Last edited by Big Tony (2011-06-26 14:08:37)
quay - you quaint old fossil - not connected to Royalty are you? TAPATALK is an Pear Shaped app for reading and replying to fora.
I trust you'll not go all AAAC feral on me and ask what is an Pear Shaped or an App
Last edited by Coolidge (2011-06-26 21:47:51)
Shall I part my hair behind?
Do I dare to polish a shoe?
http://www.askandyaboutclothes.com/forum/showthread.php?112658-Brown-polish-one-for-all-shoes-or-do-you-get-different-shades
Memphislawyer shows his usual tenacity, quick thinking and resolve in this whiz-bang thread on whether you need different colors of polish for different colors of shoe. I think it was Karl Popper who said that this issue (what philosophers call "the hard problem of shoe polish color") cannot be resolved through even an arbitrarily large sampling of individual shoe/polish interactions, since that kind of observation passes empiricism and verges into the realm of fantasy. Feyerabend, following Popper, wrote that although Plato considered all shades of shoe polish (especially "chestnut") an imperfect reflection of the ideal shoe polish he would now be forced to admit that Saphir Mahogany Ultimate Luxury Deliquescing Cream actually IS the ideal shoe polish, and that this represents the brutal triumph of scientistic imperialism. Anyway, I polish all my shoes with those free sponges that they give out in the better sort of business hotel, hope that helps.

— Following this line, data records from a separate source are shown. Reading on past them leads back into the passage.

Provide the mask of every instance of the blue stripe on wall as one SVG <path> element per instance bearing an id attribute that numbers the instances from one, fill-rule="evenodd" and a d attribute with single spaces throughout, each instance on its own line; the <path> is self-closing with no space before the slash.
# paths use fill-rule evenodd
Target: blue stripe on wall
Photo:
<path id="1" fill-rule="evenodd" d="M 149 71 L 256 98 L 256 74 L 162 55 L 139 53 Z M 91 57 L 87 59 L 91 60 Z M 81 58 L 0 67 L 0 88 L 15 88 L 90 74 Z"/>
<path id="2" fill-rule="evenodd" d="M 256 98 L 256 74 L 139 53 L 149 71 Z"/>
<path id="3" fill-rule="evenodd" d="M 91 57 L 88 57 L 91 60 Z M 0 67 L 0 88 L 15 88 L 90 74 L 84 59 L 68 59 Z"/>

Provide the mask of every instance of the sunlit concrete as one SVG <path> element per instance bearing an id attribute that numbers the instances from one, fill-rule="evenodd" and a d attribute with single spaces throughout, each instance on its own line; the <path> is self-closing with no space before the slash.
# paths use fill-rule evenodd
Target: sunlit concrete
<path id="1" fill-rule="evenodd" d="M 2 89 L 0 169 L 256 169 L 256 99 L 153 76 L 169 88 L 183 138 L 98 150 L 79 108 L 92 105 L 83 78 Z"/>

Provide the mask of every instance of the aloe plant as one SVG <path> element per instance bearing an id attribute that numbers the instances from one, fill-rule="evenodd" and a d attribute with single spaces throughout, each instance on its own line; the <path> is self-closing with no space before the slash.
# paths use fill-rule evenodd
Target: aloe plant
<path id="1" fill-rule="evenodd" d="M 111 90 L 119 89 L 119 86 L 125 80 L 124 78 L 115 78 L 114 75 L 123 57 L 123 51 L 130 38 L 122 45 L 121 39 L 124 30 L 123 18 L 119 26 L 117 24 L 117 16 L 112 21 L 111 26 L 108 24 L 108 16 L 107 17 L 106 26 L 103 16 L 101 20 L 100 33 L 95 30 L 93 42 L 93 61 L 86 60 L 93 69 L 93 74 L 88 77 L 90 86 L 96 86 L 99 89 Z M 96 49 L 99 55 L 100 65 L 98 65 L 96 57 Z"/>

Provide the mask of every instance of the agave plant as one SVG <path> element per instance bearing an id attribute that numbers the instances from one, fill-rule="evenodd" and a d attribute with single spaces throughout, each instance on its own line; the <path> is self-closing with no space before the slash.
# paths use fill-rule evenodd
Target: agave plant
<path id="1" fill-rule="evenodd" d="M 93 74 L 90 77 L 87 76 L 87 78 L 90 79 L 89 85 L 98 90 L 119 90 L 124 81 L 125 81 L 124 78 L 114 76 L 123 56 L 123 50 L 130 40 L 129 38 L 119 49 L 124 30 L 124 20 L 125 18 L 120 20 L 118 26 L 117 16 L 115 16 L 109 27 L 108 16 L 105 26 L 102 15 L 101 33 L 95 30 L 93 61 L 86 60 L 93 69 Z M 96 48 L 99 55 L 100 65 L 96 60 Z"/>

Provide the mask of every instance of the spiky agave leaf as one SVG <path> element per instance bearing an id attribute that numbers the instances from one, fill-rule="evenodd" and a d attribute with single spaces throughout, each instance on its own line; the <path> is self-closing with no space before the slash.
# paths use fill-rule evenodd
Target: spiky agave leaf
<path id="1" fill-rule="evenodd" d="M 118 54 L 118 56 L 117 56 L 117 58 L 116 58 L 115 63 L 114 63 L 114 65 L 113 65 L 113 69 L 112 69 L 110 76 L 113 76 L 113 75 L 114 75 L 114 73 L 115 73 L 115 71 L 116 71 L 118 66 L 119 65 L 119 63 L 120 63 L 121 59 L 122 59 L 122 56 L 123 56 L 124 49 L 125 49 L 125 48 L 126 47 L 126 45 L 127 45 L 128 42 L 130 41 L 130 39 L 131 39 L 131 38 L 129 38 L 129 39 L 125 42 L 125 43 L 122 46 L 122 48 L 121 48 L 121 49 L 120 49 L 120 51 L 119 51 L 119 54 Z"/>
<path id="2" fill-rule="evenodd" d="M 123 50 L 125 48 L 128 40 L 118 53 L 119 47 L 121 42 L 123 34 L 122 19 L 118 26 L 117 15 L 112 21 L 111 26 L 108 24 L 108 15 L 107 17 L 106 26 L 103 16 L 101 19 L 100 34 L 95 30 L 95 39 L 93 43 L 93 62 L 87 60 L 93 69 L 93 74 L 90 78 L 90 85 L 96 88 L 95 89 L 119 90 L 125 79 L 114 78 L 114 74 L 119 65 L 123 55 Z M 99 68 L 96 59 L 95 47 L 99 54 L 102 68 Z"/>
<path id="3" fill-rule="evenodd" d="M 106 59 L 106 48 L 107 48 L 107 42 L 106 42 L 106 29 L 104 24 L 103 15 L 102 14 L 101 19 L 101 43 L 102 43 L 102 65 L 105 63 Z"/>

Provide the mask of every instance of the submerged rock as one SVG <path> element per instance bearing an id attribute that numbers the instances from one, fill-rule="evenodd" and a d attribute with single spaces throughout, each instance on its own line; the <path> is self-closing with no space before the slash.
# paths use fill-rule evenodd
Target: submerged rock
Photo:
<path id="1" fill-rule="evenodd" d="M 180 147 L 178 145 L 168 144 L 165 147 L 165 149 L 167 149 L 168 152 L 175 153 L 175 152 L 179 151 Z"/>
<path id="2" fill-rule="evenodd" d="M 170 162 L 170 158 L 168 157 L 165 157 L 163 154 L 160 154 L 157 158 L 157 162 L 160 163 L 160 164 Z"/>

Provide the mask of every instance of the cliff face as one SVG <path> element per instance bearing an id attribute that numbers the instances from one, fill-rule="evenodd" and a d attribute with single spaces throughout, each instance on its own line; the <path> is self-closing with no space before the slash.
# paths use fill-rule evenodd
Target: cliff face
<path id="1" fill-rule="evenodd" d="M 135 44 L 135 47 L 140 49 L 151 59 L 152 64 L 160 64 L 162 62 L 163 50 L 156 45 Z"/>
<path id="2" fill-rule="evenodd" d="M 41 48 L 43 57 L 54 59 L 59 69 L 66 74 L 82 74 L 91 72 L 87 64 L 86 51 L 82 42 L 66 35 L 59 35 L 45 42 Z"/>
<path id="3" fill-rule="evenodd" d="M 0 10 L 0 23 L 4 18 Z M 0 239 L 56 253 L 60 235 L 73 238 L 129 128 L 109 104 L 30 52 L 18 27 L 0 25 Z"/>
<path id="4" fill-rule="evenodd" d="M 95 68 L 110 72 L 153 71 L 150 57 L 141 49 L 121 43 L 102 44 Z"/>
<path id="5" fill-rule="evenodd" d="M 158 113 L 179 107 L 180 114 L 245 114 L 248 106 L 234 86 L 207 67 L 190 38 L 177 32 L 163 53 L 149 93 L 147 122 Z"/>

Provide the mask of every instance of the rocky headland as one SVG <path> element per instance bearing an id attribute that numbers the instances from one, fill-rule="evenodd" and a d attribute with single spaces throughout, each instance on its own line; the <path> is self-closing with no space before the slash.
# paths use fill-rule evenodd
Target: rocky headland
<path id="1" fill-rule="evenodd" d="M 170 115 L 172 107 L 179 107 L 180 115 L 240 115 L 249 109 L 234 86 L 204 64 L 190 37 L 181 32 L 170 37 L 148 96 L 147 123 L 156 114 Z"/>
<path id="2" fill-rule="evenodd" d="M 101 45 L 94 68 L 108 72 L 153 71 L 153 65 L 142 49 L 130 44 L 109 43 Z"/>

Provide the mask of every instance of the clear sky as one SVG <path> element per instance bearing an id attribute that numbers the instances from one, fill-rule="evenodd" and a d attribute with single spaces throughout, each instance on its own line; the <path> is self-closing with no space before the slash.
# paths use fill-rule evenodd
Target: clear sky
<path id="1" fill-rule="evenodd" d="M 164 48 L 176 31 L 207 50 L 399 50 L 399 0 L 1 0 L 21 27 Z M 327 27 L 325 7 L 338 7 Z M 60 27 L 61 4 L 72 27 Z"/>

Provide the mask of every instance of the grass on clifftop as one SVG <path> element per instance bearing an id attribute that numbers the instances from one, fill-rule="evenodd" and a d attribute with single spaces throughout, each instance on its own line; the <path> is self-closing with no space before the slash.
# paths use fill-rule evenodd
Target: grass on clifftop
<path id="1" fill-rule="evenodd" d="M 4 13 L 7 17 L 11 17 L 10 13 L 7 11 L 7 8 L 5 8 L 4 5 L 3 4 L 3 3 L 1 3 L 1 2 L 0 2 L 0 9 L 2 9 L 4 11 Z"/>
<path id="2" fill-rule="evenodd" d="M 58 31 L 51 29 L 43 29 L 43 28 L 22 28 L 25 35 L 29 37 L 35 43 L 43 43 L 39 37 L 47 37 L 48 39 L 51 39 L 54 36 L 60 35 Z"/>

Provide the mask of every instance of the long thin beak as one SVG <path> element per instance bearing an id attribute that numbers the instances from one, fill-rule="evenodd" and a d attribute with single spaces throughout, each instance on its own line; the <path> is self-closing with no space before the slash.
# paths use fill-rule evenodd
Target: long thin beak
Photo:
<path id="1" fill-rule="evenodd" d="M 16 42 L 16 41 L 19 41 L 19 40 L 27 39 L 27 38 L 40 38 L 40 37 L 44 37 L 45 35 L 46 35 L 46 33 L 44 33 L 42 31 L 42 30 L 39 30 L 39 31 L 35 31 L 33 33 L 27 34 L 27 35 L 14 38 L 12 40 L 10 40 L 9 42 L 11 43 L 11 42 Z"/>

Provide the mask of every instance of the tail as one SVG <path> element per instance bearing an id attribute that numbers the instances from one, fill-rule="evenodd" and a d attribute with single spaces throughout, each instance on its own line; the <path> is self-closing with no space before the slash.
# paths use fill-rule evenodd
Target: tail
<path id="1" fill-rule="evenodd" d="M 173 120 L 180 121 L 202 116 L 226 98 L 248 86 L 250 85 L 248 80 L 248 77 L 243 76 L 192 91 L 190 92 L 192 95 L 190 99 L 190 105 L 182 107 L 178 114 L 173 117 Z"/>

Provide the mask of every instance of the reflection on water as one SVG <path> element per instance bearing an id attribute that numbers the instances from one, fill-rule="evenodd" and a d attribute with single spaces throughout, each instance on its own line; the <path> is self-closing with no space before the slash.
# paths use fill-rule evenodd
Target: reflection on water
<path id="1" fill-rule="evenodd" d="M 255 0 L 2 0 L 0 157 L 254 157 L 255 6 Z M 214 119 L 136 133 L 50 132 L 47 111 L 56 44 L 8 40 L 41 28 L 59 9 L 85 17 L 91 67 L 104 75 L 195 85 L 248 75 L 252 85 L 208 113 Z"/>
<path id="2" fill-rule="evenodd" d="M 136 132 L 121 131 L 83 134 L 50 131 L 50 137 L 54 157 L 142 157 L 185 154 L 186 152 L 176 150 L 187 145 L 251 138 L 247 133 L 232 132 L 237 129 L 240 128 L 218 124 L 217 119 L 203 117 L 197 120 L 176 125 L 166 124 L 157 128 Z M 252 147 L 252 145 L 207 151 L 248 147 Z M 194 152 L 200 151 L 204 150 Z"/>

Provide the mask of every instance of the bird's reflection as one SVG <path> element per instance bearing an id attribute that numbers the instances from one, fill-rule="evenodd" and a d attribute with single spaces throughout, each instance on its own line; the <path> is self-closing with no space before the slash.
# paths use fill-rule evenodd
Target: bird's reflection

http://www.askandyaboutclothes.com/forum/showthread.php?104568-American-Made-Casual-Shoes
Detective Firedancer discovers that Quoddy is operating a secret mocassin factory in North Korea.
http://www.askandyaboutclothes.com/forum/showthread.php?112255-Undershirt-quest
Kabbaz shills his $100 undershirts in this incredibly depressing thread. The OP casually mentions that he would consider tearing the sleeves off his undershirt and then finishing the sleeve heads himself on his sewing machine; he also dispenses valuable tips about using deodorant. This is high level stuff here, guys! The masters of the universe!
Despite being given a 3 day respite when no one really said squat about them, the idiots at Askaskaskask show no improvement, no awareness that they are laughingstocks. Eagle is representative--"Oh no Mr. Bill!!" That's from about 1972, isn't it? Even the fossils in this shithole are too young to remember. I remember, and it wasn't even funny then. And that stupid fuck in Memphis complaining that it's too hard to find brown edge dressing at Walmart--is Memphis such a commercial latrine that they don't have shoe repair shops, a marginal, immigrant-friendly start-up business that you could easily find in, say, Tahiti, where it is probably against the law to wear shoes?
I want to give up. But I will buck up, fortify my soul with a quick visit to the loathsome crypto-fascist Admiral Cod, and a drive-by at WAYWT to see what horrible outfit Crustopher Bruce von Threepiece is sporting post-Parade, and perhaps I will again be whole.